The government targets 6.8 percent – 7.8 percent growth in gross domestic product (GDP) this year.
In a disbursement performance report for full year 2015, the agency said underspending was largely evident during the first two quarters where close to 55 percent of the underspending was recorded–P78.2 billion or 13.4 percent short of the government’s programmed expenditure in the first quarter and P101.5 billion or 15.2 percent in the second quarter.
By the third and fourth quarters, DBM said underspending slowed down to P96.7 billion or 14.8 percent, and P51.9 billion or 8.0 percent, respectively, to bring total underspending to 12.8 percent of the P2.558 trillion program by the end of the year.
“Although a significant amount of underspending was recorded… the government remains optimistic of utilizing the programmed spending for 2016 to fund critical social development programs and higher investments in public infrastructures, particularly with the national election in May and the impending change in administration in June 2016,” it said.
With this level of spending, the economy is expected to grow by at least 6.8 percent this year, or the lower end of the 6.8-percent to-7.8 percent official target of the government, the budget department claimed.
GDP growth eased to 5.8 percent last year from 6.1 percent in 2014.
New expenditure measures
To improve agency spending, DBM said, expenditure measures would be in place this year, based on the lessons learned from the underspending in the previous years.
“With the implementation of expenditure measures under AO [Administrative Order] 46, agency fund utilization recovered toward the latter part of 2015. Although the improvement was not enough to reverse the large underspending recorded in the first half of the year, the measures proved to be effective in pushing upward the spending performance of the line agencies,” it said.
Hence, the agency highlighted that measures under AO 46 will likely be sustained this year, specifically guidelines on advance procurement to enable the agencies to implement their programs and projects on time.
As a corollary to this, DBM noted that almost 86.0 percent of agency regular budgets for 2016 have already been released at the start of the year under the General Appropriations Act-as-a-Release Document policy.
“This policy allowed line agencies to bid out their various programs and projects and jump-start implementation ahead of the election ban,” it said.
The government is also strengthening its operational planning exercise and monitoring mechanisms.
The department added it would soon release a fiscal calendar as a guide for agencies in their planning and budgeting exercises.
The calendar will synchronize the schedule of specific fiscal activities and will determine and clarify the roles and responsibilities of oversight and concerned government agencies.
At the same time, the regular frequency of full-time delivery unit (FDU) meetings will enable the better tracking of the progress of agencies in their program/project implementation and resolve implementation issues as they arise.

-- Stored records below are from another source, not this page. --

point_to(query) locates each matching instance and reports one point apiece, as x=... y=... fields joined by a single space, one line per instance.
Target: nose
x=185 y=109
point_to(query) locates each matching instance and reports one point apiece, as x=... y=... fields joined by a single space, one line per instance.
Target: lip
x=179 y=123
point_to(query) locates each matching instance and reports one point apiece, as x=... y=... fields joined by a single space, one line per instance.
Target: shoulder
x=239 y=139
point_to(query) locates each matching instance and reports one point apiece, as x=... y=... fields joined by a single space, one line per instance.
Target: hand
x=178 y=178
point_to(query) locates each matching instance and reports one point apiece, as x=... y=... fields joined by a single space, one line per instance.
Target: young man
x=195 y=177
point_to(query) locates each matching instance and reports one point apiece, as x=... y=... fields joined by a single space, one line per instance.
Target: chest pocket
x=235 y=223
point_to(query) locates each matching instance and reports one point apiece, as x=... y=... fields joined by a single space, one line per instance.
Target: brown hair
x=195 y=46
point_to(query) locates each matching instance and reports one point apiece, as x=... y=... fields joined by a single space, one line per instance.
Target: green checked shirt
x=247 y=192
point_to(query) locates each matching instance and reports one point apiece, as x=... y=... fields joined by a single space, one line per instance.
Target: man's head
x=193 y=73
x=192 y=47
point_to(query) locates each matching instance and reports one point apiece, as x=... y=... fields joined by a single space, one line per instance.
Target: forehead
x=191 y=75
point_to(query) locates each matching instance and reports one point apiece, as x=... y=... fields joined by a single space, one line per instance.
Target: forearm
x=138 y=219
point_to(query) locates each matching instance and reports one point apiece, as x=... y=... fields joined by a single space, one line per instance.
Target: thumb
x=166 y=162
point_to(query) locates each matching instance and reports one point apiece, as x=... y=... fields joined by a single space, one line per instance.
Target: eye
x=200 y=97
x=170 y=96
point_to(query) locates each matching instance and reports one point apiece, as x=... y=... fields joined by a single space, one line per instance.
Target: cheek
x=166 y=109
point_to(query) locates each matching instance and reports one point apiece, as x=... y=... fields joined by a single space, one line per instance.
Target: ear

The direct release to local governments modality will also be scaled up, where projects will be implemented by qualified local governments and funding will be shouldered by the national government.
This modality aims to fast track the completion of small infrastructure projects, and is expected to speed up the disbursements of funds, it said.
Lastly, DBM said a number of local infrastructure development projects under the Bottom-Up Budgeting (BUB) and Konkreto at Ayos na Lansangan at Daan Tungo sa Pangkalahatang Kaunlaran (KALSADA) programs are already included under the Local Government Support Fund in the enacted 2016 National Budget, and of these, 95.5 percent of the corresponding budgets had been released as of the end of the February 2016.